Para mamá la respuesta era clara, fulminante, salió
torpe como el inútil de su tío. Sin embargo, estaba por
completo seguro de que su única culpa era haber visto la luz un veintinueve de
febrero, al menos eso dijo siempre la mamama. Los achaques y estragos de la
edad hicieron de ella superstición personificada. Sus días transcurrían plagados
de timoratas expresiones de tradición popular y chamanería. Entre algunas
de las clásicas, nunca entregó un cuchillo de mano en mano
por miedo a pelear con esa persona y esperaba visitas cuando
entraba por la ventana un bicharraco
verdoso que ella llamaba "chasquerito". Una suerte de libélula mal
nutrida, raquítica, que alimentaba añejas creencias.
Los sesenta y tantos que los separaban jamás fueron
impedimento para forjar el férreo vínculo con la abuela.
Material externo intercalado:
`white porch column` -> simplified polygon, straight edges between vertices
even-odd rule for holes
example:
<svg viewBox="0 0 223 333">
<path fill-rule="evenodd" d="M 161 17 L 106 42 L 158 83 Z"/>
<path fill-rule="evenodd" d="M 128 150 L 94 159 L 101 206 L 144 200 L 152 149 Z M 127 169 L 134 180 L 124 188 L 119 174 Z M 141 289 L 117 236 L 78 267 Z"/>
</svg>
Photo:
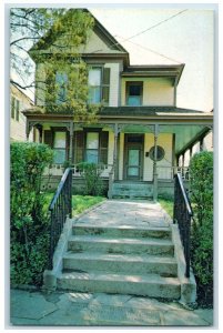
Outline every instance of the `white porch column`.
<svg viewBox="0 0 223 333">
<path fill-rule="evenodd" d="M 153 201 L 158 201 L 158 134 L 159 134 L 159 124 L 154 125 L 154 160 L 153 160 Z"/>
<path fill-rule="evenodd" d="M 73 121 L 70 122 L 69 127 L 69 134 L 70 134 L 70 147 L 69 147 L 69 162 L 72 164 L 72 152 L 73 152 Z"/>
</svg>

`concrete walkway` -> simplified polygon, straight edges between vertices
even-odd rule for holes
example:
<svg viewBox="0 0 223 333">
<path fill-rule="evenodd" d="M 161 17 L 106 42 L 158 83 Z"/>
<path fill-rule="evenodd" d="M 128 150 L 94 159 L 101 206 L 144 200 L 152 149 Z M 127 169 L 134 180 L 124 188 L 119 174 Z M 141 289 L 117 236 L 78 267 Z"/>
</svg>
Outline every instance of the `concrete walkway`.
<svg viewBox="0 0 223 333">
<path fill-rule="evenodd" d="M 212 326 L 212 310 L 132 295 L 11 291 L 16 326 Z"/>
<path fill-rule="evenodd" d="M 159 204 L 109 200 L 81 214 L 77 223 L 150 228 L 171 221 Z M 150 297 L 41 291 L 11 291 L 10 325 L 14 326 L 212 326 L 212 310 L 190 310 L 178 302 Z"/>
</svg>

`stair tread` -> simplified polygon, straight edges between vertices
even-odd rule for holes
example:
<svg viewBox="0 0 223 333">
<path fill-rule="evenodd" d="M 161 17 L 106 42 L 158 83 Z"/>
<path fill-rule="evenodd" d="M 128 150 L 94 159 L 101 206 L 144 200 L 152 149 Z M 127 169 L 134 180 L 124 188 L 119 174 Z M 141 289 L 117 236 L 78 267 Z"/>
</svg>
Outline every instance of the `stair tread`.
<svg viewBox="0 0 223 333">
<path fill-rule="evenodd" d="M 81 223 L 73 223 L 73 228 L 83 228 L 83 229 L 116 229 L 116 230 L 140 230 L 140 231 L 171 231 L 170 226 L 132 226 L 132 225 L 105 225 L 105 224 L 95 224 L 87 223 L 82 221 Z"/>
<path fill-rule="evenodd" d="M 144 263 L 176 263 L 174 256 L 169 255 L 150 255 L 150 254 L 113 254 L 101 252 L 73 252 L 68 251 L 63 254 L 63 259 L 78 259 L 78 260 L 101 260 L 101 261 L 123 261 L 123 262 L 144 262 Z"/>
<path fill-rule="evenodd" d="M 97 280 L 97 281 L 110 281 L 110 282 L 132 282 L 132 283 L 155 283 L 155 284 L 174 284 L 180 285 L 178 278 L 166 278 L 159 274 L 146 274 L 146 275 L 136 275 L 136 274 L 115 274 L 115 273 L 104 273 L 101 271 L 94 272 L 62 272 L 59 279 L 64 280 Z"/>
<path fill-rule="evenodd" d="M 69 242 L 92 242 L 92 243 L 112 243 L 112 244 L 148 244 L 148 245 L 173 245 L 171 240 L 155 238 L 113 238 L 98 235 L 72 235 Z"/>
</svg>

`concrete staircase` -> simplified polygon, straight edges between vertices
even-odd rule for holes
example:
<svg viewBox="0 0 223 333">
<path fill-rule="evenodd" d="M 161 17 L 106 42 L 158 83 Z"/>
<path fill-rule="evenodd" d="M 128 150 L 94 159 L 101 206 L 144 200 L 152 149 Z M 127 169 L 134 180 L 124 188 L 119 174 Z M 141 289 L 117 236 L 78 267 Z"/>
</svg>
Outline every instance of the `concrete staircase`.
<svg viewBox="0 0 223 333">
<path fill-rule="evenodd" d="M 153 184 L 150 182 L 115 181 L 112 185 L 112 198 L 149 199 L 153 196 Z"/>
<path fill-rule="evenodd" d="M 171 228 L 73 224 L 58 289 L 179 300 Z"/>
</svg>

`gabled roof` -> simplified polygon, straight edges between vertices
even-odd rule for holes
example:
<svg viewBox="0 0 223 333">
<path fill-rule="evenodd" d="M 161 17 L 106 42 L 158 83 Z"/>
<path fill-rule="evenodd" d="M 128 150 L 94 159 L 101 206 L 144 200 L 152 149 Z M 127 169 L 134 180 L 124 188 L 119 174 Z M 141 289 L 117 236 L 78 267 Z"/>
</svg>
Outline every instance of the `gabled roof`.
<svg viewBox="0 0 223 333">
<path fill-rule="evenodd" d="M 69 9 L 68 12 L 74 11 L 74 10 L 82 10 L 84 12 L 88 12 L 92 16 L 92 18 L 94 19 L 94 27 L 93 27 L 93 31 L 101 38 L 101 40 L 103 40 L 103 42 L 111 48 L 112 50 L 116 50 L 119 52 L 122 53 L 126 53 L 129 57 L 129 52 L 114 39 L 114 37 L 93 17 L 93 14 L 88 10 L 88 9 Z M 63 17 L 63 19 L 65 20 L 65 14 Z M 52 34 L 53 31 L 53 27 L 48 31 L 48 33 L 45 36 L 43 36 L 37 43 L 34 43 L 32 46 L 32 48 L 29 50 L 30 54 L 33 51 L 37 50 L 43 50 L 45 49 L 45 47 L 50 47 L 54 41 L 55 41 L 55 36 Z M 57 34 L 57 39 L 58 37 L 60 37 L 61 34 L 63 34 L 64 32 L 60 32 Z M 54 36 L 54 39 L 52 39 L 52 36 Z"/>
</svg>

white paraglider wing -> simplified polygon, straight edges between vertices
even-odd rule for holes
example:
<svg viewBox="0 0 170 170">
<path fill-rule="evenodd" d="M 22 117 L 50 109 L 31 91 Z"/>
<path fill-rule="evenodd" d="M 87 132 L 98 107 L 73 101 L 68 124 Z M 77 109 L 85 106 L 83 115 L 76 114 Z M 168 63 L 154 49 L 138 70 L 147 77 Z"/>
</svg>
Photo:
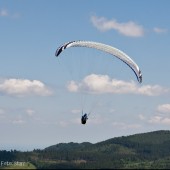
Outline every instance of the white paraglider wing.
<svg viewBox="0 0 170 170">
<path fill-rule="evenodd" d="M 102 44 L 102 43 L 98 43 L 98 42 L 92 42 L 92 41 L 71 41 L 71 42 L 67 42 L 67 43 L 63 44 L 62 46 L 60 46 L 56 50 L 55 55 L 58 57 L 63 50 L 65 50 L 66 48 L 69 48 L 69 47 L 88 47 L 88 48 L 95 48 L 95 49 L 107 52 L 107 53 L 117 57 L 124 63 L 126 63 L 134 71 L 138 82 L 142 83 L 142 73 L 141 73 L 138 65 L 127 54 L 125 54 L 124 52 L 122 52 L 121 50 L 119 50 L 115 47 L 112 47 L 112 46 L 109 46 L 106 44 Z"/>
</svg>

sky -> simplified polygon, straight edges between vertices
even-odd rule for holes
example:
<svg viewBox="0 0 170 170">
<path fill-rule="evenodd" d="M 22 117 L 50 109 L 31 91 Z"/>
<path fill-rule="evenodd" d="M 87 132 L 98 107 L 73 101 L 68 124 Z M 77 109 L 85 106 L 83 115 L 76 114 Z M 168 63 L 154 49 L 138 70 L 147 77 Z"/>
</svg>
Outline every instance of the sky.
<svg viewBox="0 0 170 170">
<path fill-rule="evenodd" d="M 0 0 L 0 149 L 169 130 L 169 6 L 168 0 Z M 55 57 L 73 40 L 122 50 L 143 82 L 98 50 L 74 47 Z M 86 125 L 82 110 L 90 113 Z"/>
</svg>

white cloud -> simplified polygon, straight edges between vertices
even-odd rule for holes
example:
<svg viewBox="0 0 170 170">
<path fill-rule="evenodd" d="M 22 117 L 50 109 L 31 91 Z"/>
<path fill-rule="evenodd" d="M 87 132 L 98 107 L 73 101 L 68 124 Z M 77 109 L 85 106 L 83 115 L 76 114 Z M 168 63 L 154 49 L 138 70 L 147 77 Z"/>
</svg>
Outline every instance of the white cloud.
<svg viewBox="0 0 170 170">
<path fill-rule="evenodd" d="M 9 16 L 9 13 L 6 9 L 1 9 L 0 10 L 0 16 L 1 17 L 7 17 L 7 16 Z"/>
<path fill-rule="evenodd" d="M 26 113 L 27 113 L 28 116 L 32 117 L 35 114 L 35 110 L 27 109 Z"/>
<path fill-rule="evenodd" d="M 48 96 L 52 94 L 41 81 L 28 79 L 5 79 L 0 82 L 0 93 L 20 97 L 25 95 Z"/>
<path fill-rule="evenodd" d="M 73 87 L 74 84 L 74 88 Z M 108 75 L 91 74 L 86 76 L 81 82 L 71 81 L 67 85 L 70 92 L 84 91 L 86 93 L 114 93 L 114 94 L 140 94 L 146 96 L 158 96 L 170 89 L 159 85 L 137 85 L 134 81 L 126 82 L 117 79 L 111 79 Z"/>
<path fill-rule="evenodd" d="M 155 115 L 150 118 L 149 123 L 170 125 L 170 117 Z"/>
<path fill-rule="evenodd" d="M 128 123 L 123 123 L 123 122 L 114 122 L 112 123 L 112 126 L 114 126 L 114 128 L 119 128 L 123 130 L 138 129 L 141 127 L 141 125 L 139 124 L 128 124 Z"/>
<path fill-rule="evenodd" d="M 133 21 L 118 22 L 116 19 L 108 20 L 105 17 L 91 17 L 92 24 L 100 31 L 116 30 L 120 34 L 130 37 L 141 37 L 144 35 L 144 28 Z"/>
<path fill-rule="evenodd" d="M 170 113 L 170 104 L 159 105 L 157 111 L 160 113 Z"/>
<path fill-rule="evenodd" d="M 26 122 L 22 119 L 16 119 L 16 120 L 13 120 L 12 123 L 21 125 L 21 124 L 25 124 Z"/>
<path fill-rule="evenodd" d="M 166 33 L 168 30 L 167 30 L 167 29 L 164 29 L 164 28 L 155 27 L 155 28 L 153 29 L 153 31 L 154 31 L 155 33 L 161 34 L 161 33 Z"/>
</svg>

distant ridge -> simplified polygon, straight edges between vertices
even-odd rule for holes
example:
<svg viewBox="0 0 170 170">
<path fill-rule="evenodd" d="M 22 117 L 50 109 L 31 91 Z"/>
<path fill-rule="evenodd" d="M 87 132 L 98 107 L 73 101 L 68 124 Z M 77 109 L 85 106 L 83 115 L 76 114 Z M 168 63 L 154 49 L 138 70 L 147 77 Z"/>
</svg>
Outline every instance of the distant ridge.
<svg viewBox="0 0 170 170">
<path fill-rule="evenodd" d="M 29 162 L 37 169 L 170 169 L 170 131 L 115 137 L 95 144 L 59 143 L 31 152 L 0 151 L 0 160 Z"/>
</svg>

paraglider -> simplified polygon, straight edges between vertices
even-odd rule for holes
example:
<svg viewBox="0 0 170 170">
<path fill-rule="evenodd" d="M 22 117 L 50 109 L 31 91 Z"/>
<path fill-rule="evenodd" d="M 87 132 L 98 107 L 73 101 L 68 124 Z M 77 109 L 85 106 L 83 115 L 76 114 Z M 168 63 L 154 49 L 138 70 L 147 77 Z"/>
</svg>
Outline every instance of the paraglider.
<svg viewBox="0 0 170 170">
<path fill-rule="evenodd" d="M 135 73 L 138 82 L 142 83 L 142 73 L 139 69 L 139 66 L 127 54 L 125 54 L 123 51 L 121 51 L 115 47 L 112 47 L 112 46 L 109 46 L 106 44 L 102 44 L 102 43 L 98 43 L 98 42 L 92 42 L 92 41 L 70 41 L 70 42 L 67 42 L 67 43 L 61 45 L 56 50 L 55 56 L 58 57 L 61 52 L 63 52 L 66 48 L 69 48 L 69 47 L 95 48 L 95 49 L 104 51 L 106 53 L 109 53 L 109 54 L 113 55 L 114 57 L 120 59 L 124 63 L 126 63 Z"/>
<path fill-rule="evenodd" d="M 142 73 L 141 70 L 139 69 L 139 66 L 127 54 L 125 54 L 124 52 L 115 47 L 92 41 L 70 41 L 61 45 L 56 50 L 55 56 L 58 57 L 65 49 L 69 47 L 88 47 L 109 53 L 112 56 L 123 61 L 125 64 L 127 64 L 135 73 L 138 82 L 142 83 Z M 87 113 L 83 114 L 82 111 L 81 123 L 86 124 L 87 119 L 88 119 Z"/>
<path fill-rule="evenodd" d="M 87 119 L 88 119 L 87 113 L 83 114 L 82 111 L 81 123 L 86 124 Z"/>
</svg>

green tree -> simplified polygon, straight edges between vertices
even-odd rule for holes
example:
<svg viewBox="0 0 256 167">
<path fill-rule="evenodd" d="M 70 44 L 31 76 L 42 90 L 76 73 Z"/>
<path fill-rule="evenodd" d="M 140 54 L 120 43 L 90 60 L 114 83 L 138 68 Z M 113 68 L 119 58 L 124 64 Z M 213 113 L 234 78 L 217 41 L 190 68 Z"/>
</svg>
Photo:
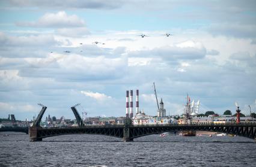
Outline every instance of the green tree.
<svg viewBox="0 0 256 167">
<path fill-rule="evenodd" d="M 215 113 L 214 113 L 214 111 L 208 111 L 206 112 L 206 114 L 204 114 L 204 115 L 206 117 L 208 117 L 209 115 L 214 115 L 215 114 Z"/>
<path fill-rule="evenodd" d="M 232 115 L 232 113 L 231 111 L 230 110 L 226 110 L 225 111 L 224 113 L 223 114 L 223 115 Z"/>
</svg>

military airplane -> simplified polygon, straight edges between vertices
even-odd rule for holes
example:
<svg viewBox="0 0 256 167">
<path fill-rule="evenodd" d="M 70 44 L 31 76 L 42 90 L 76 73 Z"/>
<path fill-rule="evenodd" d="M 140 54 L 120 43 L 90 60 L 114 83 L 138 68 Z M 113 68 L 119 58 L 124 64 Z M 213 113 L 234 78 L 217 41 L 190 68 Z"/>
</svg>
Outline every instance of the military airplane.
<svg viewBox="0 0 256 167">
<path fill-rule="evenodd" d="M 141 34 L 141 35 L 138 35 L 141 37 L 141 38 L 144 38 L 145 37 L 148 37 L 148 35 L 145 35 L 145 34 Z"/>
<path fill-rule="evenodd" d="M 173 34 L 169 34 L 169 33 L 165 33 L 165 34 L 163 34 L 163 35 L 165 35 L 165 36 L 166 36 L 167 37 L 169 37 L 169 36 L 172 36 L 172 35 L 173 35 Z"/>
</svg>

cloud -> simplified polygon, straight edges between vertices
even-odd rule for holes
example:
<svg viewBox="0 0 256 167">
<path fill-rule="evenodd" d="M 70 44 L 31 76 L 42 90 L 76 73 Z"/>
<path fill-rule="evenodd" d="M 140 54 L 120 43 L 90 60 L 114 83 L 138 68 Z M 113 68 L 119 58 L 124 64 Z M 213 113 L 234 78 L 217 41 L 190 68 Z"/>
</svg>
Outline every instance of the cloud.
<svg viewBox="0 0 256 167">
<path fill-rule="evenodd" d="M 206 54 L 211 56 L 216 56 L 219 54 L 219 51 L 214 49 L 207 51 Z"/>
<path fill-rule="evenodd" d="M 248 52 L 239 51 L 232 54 L 230 58 L 233 60 L 245 61 L 250 60 L 252 57 L 251 57 Z"/>
<path fill-rule="evenodd" d="M 144 50 L 130 52 L 129 57 L 158 57 L 168 61 L 181 59 L 203 59 L 206 49 L 202 44 L 193 41 L 186 41 L 174 45 L 166 45 L 151 50 Z"/>
<path fill-rule="evenodd" d="M 212 24 L 207 31 L 215 36 L 223 35 L 238 38 L 256 38 L 255 25 L 224 23 Z"/>
<path fill-rule="evenodd" d="M 81 37 L 91 34 L 86 28 L 72 28 L 58 29 L 56 32 L 64 37 Z"/>
<path fill-rule="evenodd" d="M 118 40 L 118 41 L 134 41 L 135 40 L 132 38 L 121 38 Z"/>
<path fill-rule="evenodd" d="M 65 11 L 61 11 L 56 13 L 46 13 L 37 22 L 17 22 L 19 26 L 35 28 L 70 28 L 84 27 L 85 22 L 76 15 L 68 16 Z"/>
<path fill-rule="evenodd" d="M 61 44 L 52 35 L 30 35 L 26 36 L 9 36 L 0 32 L 0 47 L 41 47 Z"/>
<path fill-rule="evenodd" d="M 253 40 L 252 40 L 252 41 L 251 42 L 251 44 L 253 44 L 253 45 L 256 44 L 256 39 L 253 39 Z"/>
<path fill-rule="evenodd" d="M 93 92 L 90 91 L 81 91 L 81 93 L 82 94 L 85 95 L 87 96 L 89 96 L 90 98 L 94 98 L 97 101 L 105 101 L 108 99 L 111 99 L 111 96 L 108 96 L 104 93 L 94 93 Z"/>
<path fill-rule="evenodd" d="M 154 94 L 142 94 L 141 99 L 142 101 L 147 102 L 156 102 L 156 96 Z"/>
</svg>

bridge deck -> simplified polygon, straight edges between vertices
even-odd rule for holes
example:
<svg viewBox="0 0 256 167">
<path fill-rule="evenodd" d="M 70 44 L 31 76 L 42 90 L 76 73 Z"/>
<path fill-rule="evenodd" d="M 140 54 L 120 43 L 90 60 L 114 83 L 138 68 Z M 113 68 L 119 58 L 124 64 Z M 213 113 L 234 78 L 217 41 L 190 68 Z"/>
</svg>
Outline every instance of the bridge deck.
<svg viewBox="0 0 256 167">
<path fill-rule="evenodd" d="M 41 141 L 44 138 L 67 134 L 99 134 L 121 138 L 124 141 L 142 136 L 171 131 L 203 130 L 232 133 L 254 139 L 256 124 L 206 125 L 91 125 L 70 127 L 32 127 L 30 141 Z"/>
</svg>

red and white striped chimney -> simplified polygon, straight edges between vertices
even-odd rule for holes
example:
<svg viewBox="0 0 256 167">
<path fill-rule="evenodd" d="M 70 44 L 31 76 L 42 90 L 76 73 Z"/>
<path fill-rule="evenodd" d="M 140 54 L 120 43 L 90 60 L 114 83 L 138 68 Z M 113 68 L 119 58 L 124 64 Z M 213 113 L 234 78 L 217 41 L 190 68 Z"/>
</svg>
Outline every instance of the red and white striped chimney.
<svg viewBox="0 0 256 167">
<path fill-rule="evenodd" d="M 136 113 L 139 114 L 139 90 L 136 90 Z"/>
<path fill-rule="evenodd" d="M 129 90 L 126 90 L 126 118 L 129 118 Z"/>
<path fill-rule="evenodd" d="M 131 90 L 130 91 L 130 118 L 132 119 L 133 117 L 133 91 Z"/>
</svg>

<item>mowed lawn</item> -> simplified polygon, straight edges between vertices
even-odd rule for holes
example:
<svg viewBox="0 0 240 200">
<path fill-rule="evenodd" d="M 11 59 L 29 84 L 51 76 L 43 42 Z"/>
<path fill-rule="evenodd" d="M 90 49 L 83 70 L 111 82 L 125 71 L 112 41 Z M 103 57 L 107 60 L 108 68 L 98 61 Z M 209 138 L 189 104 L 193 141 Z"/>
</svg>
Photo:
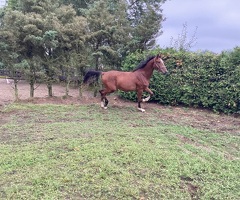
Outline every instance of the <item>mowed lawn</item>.
<svg viewBox="0 0 240 200">
<path fill-rule="evenodd" d="M 2 108 L 0 199 L 239 199 L 239 134 L 167 123 L 163 112 Z"/>
</svg>

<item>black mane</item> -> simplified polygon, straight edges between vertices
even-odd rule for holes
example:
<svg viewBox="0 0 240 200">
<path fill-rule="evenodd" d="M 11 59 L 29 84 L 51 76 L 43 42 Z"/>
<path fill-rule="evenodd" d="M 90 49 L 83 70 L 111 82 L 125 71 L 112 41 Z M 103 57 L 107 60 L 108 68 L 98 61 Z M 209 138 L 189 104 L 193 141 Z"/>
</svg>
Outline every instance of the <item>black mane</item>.
<svg viewBox="0 0 240 200">
<path fill-rule="evenodd" d="M 154 57 L 155 57 L 155 56 L 150 56 L 150 57 L 148 57 L 146 60 L 140 62 L 139 65 L 136 67 L 136 69 L 134 69 L 133 71 L 135 72 L 135 71 L 137 71 L 137 70 L 139 70 L 139 69 L 144 68 L 145 65 L 146 65 L 150 60 L 152 60 Z"/>
</svg>

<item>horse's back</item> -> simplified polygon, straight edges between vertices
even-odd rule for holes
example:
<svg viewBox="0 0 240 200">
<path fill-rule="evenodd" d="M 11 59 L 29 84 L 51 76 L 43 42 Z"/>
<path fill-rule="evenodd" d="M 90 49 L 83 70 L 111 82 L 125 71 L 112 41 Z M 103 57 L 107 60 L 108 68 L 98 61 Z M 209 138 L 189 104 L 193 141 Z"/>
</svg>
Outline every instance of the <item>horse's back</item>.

Cuando el reloj
marcaba las cinco de la tarde, lo esperaba con el postre servido y su
platinada cabellera parecía iluminar la habitación palabra tras
palabra. Él escuchaba atento las historias dignas de enciclopedia que
mamama recordaba para la ocasión. El cuento del caballo, como solía llamarlo,
fue su preferido hasta el último tazón de arroz con leche compartido
con la dulce y menuda ancianita. Escuchaba boquiabierto la hazaña
del héroe que cabalgó hacia la eternidad armado solo con su coraje y el
pabellón nacional, el que saltó del morro. Años después, supo que fue maestra
escolar en una hacienda, sus cuentos eran para añorar sus años salvajes, tiempos de galope. Ella se fue, como todo lo bueno que alguna vez le trajo la suerte esquiva. Las noches, siempre propicias para recordar, llevaban a su mente una y otra vez esas imágenes.
El recuerdo de la abuela lo hizo espabilar, esa mañana tomó la
poca plata que le quedaba y caminó hacia el paradero. Luego de subir al 83 y
colgarse a duras penas del pasamanos, distinguió una de las tonaditas del gordo
centella. “Ahora que estoy enfermo
abandonado y sin dinero”. Amagó una sonrisa, al menos
estaba mejor que eso.
El trayecto fue largo y el destino que indicaba el anuncio de periódico no fue fácil de ubicar, bajó del bus y tras preguntar unas tres o cuatro veces
logró dar con la dirección. Se mantuvo frente al portón de madera con la esperanza de por fin encontrar eso que tanto hace falta a veces para llevar pan a la mesa, trabajo. Los golpes en la puerta parecían no hacer efecto hasta que
se abrió una rendija. De pronto, escuchó una voz aguardentosa decir: “qué
chucha pasa flaco, ¿a quién buscas?” Apenas y pudo distinguir los bigotes del sujeto
que parecía haber dejado olvidada la amabilidad en alguna cantina.
“Vengo por el aviso del periódico”,
balbuceó. Entonces el portero dijo: “ya, ya, pasa pasa chibolo. La oficina de
Don Pocho está al fondo.”
Se dirigió hacia la entrada del local por el camino de gravilla, el sol empezaba a quemar y su nerviosismo volcó en transpiración. Al cruzar la puerta, se vio en medio un bar, más o menos un centímetro de aserrín cubría el piso entre esas cuatro paredes que le recordaron el olor a tabaco y noche que papá dejaba en el sofá de la casa cada vez que volvía de los caballos.
Luego de una breve plática, el rechoncho patrón, procedió a mostrarle el local. "Mira flaco, el bar donde chambearías es puro trámite, el verdadero negocio está acá". Don Pocho, corrió una amplia cortina y perro vio frente a sus ojos algo que no se borraría nunca de su memoria. "¿Qué dices, quieres la chamba?"